O filme rendeu 7 vezes mais o que custou e ganhou 111 prêmios
O filme custou US$ 8,5 milhões – uma bagatela, uma mixaria, se comparado às grandes produções do cinemão americano. Batman: O Cavaleiro das Trevas Ressurge (2012) custou US$ 257 milhões. Exatamente o mesmo orçamento de O Hobbit: Uma Jornada Inesperada (2012). O Espetacular Homem-Aranha (2012) custou 236 milhões.
Estreou nos Estados Unidos em novembro de 2016, e, em apenas seis meses, até abril de 2017, havia faturado US$ 47 milhões só no mercado americano. Com US$ 14,5 milhões no resto do mundo, rendeu em meio ano US$ 62 milhões, mais de 7 vezes o que custou.
Para um filme sério, um drama familiar para público maduro, isso é um fenômeno. Um maravilhoso fenômeno.

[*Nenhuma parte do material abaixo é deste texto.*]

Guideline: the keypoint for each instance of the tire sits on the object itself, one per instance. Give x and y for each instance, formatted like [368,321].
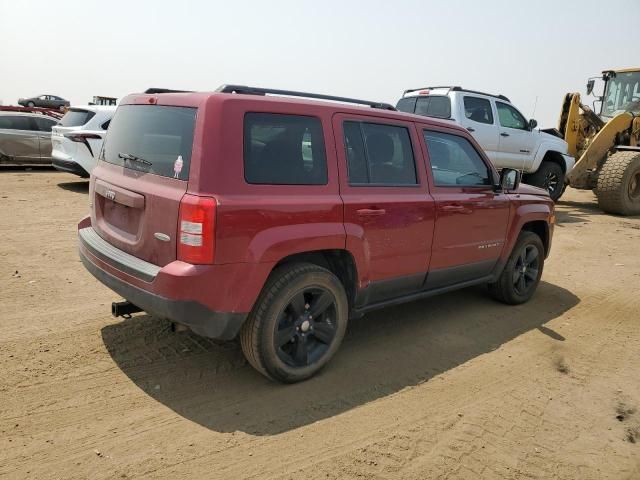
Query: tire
[509,288]
[549,177]
[618,188]
[283,338]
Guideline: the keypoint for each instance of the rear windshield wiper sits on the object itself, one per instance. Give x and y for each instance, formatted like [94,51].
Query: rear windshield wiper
[133,158]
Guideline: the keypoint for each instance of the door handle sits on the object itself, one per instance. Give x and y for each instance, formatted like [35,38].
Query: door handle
[371,212]
[456,209]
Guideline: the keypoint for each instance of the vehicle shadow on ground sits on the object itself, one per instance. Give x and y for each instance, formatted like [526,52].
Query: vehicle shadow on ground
[80,186]
[27,168]
[384,352]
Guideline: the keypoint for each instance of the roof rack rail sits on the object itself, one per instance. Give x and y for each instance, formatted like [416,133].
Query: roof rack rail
[458,89]
[49,112]
[242,89]
[165,90]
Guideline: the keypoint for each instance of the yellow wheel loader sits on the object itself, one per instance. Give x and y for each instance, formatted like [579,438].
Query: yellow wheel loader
[607,143]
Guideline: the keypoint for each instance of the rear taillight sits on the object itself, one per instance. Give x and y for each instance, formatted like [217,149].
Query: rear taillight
[196,229]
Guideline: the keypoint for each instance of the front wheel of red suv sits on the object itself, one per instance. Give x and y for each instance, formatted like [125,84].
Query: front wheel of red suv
[297,323]
[521,274]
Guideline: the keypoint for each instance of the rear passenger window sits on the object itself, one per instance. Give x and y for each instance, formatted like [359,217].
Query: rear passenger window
[16,123]
[44,124]
[478,110]
[454,161]
[76,117]
[379,154]
[434,106]
[407,104]
[284,150]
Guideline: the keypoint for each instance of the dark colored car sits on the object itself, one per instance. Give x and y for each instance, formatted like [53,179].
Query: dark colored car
[278,219]
[25,138]
[45,101]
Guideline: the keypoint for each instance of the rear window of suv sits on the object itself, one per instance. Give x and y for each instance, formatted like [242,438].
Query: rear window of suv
[76,117]
[151,138]
[438,106]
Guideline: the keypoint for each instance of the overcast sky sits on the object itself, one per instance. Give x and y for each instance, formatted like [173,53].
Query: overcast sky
[370,49]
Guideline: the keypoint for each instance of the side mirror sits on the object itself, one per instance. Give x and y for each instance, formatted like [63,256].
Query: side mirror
[509,179]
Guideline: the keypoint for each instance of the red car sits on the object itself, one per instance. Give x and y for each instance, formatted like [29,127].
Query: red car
[277,219]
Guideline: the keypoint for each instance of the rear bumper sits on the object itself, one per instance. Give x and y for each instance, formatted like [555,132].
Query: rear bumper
[112,267]
[569,162]
[69,166]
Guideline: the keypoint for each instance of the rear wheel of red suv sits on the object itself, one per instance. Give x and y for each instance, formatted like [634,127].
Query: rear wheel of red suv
[521,274]
[297,324]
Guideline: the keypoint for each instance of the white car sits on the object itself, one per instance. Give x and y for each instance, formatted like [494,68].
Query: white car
[77,138]
[508,139]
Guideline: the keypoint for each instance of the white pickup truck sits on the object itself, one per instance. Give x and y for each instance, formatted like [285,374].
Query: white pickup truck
[508,139]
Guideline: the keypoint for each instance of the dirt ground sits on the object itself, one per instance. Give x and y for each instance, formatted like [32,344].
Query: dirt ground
[456,386]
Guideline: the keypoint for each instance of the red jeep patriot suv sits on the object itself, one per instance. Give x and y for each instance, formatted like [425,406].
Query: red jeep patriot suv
[244,213]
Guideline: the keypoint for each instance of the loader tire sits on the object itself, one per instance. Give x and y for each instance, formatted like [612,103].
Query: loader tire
[618,188]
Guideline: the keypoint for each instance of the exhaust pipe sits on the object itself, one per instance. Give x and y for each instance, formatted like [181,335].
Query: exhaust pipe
[124,309]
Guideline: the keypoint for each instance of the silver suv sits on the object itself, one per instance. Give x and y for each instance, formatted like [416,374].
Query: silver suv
[508,139]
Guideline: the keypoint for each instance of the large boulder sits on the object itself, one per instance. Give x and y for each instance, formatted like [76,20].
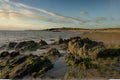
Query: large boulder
[52,53]
[42,43]
[14,53]
[4,54]
[11,45]
[84,47]
[26,45]
[22,65]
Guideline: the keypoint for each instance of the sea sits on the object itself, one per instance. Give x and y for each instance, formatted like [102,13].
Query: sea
[36,35]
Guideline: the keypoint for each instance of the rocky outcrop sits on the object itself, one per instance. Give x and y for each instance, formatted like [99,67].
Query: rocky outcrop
[61,41]
[4,54]
[42,43]
[21,65]
[11,45]
[26,45]
[84,47]
[53,52]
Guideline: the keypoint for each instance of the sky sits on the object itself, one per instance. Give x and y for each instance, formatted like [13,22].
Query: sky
[43,14]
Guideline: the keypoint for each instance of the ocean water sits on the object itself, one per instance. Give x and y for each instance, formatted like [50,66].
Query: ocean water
[60,67]
[9,36]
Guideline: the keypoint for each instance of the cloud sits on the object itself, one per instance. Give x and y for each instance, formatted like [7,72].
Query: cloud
[59,16]
[84,12]
[100,19]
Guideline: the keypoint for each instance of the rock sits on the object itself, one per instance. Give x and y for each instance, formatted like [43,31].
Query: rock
[53,52]
[84,47]
[11,45]
[43,43]
[13,54]
[4,54]
[23,65]
[61,41]
[26,45]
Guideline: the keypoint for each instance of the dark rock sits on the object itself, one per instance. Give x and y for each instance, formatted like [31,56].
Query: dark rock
[84,47]
[11,45]
[13,54]
[23,65]
[43,43]
[26,45]
[4,54]
[61,41]
[53,52]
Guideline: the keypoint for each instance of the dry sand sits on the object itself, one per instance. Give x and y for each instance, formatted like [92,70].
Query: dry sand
[109,37]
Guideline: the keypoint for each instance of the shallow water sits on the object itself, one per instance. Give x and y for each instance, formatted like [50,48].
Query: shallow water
[7,36]
[60,67]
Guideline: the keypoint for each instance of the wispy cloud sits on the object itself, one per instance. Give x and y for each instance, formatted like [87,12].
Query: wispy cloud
[84,12]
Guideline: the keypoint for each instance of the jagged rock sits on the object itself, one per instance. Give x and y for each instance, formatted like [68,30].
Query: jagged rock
[84,47]
[53,52]
[4,54]
[26,45]
[14,53]
[19,66]
[42,43]
[11,45]
[61,41]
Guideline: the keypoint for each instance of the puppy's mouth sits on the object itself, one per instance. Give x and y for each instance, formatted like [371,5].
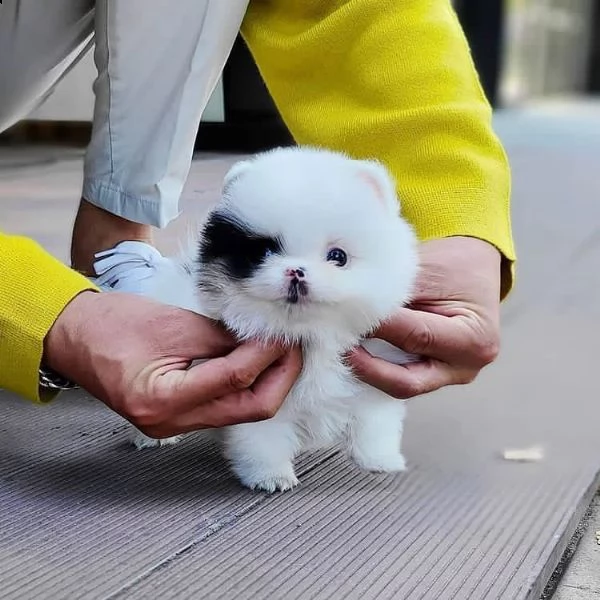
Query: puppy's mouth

Foram 6 indicações ao Oscar: ator para Casey Affleck, roteiro original, filme, diretor, atriz coadjuvante para Michelle Williams, ator coadjuvante para Lucas Hedges. Casey Affleck levou o Oscar de melhor ator e Lonergan, o de melhor roteiro original.
Casey Affleck também levou o Globo de Ouro de melhor ator em drama, e ainda o Bafta. O roteiro também levou o Bafta.
Os números totais são acachapantes: o filme conquistou 111 prêmios ao redor do mundo, fora outras 234 indicações.
Lee, o protagonista, é trabalhador, mas tem acessos de grande violência
Kenneth Lonergan conta a história de Lee Chandler (o papel de Casey Affleck), um homem simples, trabalhador braçal de Massachusetts, o rico Estado da Nova Inglaterra, entremeando fatos do passado aos da época atual.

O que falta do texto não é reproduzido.